REMEMBER TO TAKE:
1. remember to standardize terminologies
2. add reference in correct formats

### POS tagging and NER
In this section, we will cover the following contents:

#### Goal
* learn about POS tagging basics 
    1. Syntax structure 
    2. Penn treebank and universal tag 
    3. Why do we need pos tagging 
* Constituency/Dependency relation
    1. Constituency 
    2. Dependency 
* NER
* Code examples
    1. use POS tags as identify key phrases (noun phrases, verb phrases)
    2. use NLTK to automatically pos-tag words and dependency relations 
    3. use NLTK to perform named entity recognition
* Implementation
    1. Simple QA system  


Why do we need pos tagging 


#### 1. Part of Speech Tagging Basics
Part of Speech (POS) Tagging is one of the most fundamental tasks in NLP. It aims to identify the grammatical function each word plays in a sentence, such as noun, verb, adjective, etc.  
For example, we want to parse the following sentence.  
*The field of health IT is diverse, rapidly changing, and covers numerous areas of scholarship* -- CHIP website

|Word|POS tags|Meaning|Word|POS tags|Meaning|
|------|------|------|------|------|------|
|The|DT|Determiner|changing|VBG|Verb, gerund or present participle|
|field|NN|Noun, singular or mass|and|CC|Coordinating conjunction|
|of|IN|Preposition or subordinating conjunction|covers|VBZ|Verb, 3rd person singular present|
|health|NN|Noun, singular or mass|numerous|JJ|Adjective|
|IT|NNP|Proper noun, singular|areas|NNS|Noun, plural| 
|is|VBZ|Verb, 3rd person singular present|of|IN|Preposition or subordinating conjunction
|diverse|JJ|Adjective|scholarship|NN|Noun, singular or mass|
|rapidly|RB|Adverb|

It looks cool but why we need POS tagging? We already have information about words from a text using tokenization and why we still need the information about grammatical constructs? POS tagging in fact helps us with many tasks, such as

1) Word sense disambiguition
A word can have multiple senses. For example, "I like playing video games" and "Peter looks like his grandfather", the "like" in two sentences is used as a verb and preposition, respectively. Using POS tags, we can easily idenitfy such difference, rather than infering it from its meaning which is often more computationally complex.  

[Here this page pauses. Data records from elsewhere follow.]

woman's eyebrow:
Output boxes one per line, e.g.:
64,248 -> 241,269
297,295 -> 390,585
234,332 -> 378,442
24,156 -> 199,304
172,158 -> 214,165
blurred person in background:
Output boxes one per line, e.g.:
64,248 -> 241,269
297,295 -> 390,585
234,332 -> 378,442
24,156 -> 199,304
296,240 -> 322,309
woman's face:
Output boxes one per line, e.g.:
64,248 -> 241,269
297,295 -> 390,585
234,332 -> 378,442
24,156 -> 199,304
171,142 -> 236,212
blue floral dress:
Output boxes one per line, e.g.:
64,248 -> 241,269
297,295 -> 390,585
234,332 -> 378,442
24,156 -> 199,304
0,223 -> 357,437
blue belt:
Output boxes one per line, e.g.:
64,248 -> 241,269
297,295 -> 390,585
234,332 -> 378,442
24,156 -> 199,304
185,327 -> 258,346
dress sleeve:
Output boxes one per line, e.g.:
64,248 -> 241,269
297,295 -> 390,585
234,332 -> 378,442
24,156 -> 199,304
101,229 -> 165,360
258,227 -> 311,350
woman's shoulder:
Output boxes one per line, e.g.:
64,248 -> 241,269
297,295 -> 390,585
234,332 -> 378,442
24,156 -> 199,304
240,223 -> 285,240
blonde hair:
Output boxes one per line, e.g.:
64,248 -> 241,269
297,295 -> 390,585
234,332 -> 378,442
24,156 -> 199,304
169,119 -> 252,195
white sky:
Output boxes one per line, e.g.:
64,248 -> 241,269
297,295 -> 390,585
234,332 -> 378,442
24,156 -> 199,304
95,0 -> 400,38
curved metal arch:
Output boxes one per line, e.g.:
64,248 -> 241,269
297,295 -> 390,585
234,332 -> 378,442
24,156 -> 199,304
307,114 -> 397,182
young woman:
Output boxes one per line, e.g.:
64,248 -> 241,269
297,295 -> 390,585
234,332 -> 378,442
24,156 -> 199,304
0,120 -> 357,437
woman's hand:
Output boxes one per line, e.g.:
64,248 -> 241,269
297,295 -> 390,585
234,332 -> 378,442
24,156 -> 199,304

2) Identify key components in a text
Noun Phrase is a key components to prepresent either subject or object in a document and thus indicate informative content in texts. Another example we can think about is the intensive use of adjectives and adverb in sentiment analysis, which indicates sentence’s polarity, i.e., positive, neutral and negative . The  POS tag can help use identify such syntactic structures easily.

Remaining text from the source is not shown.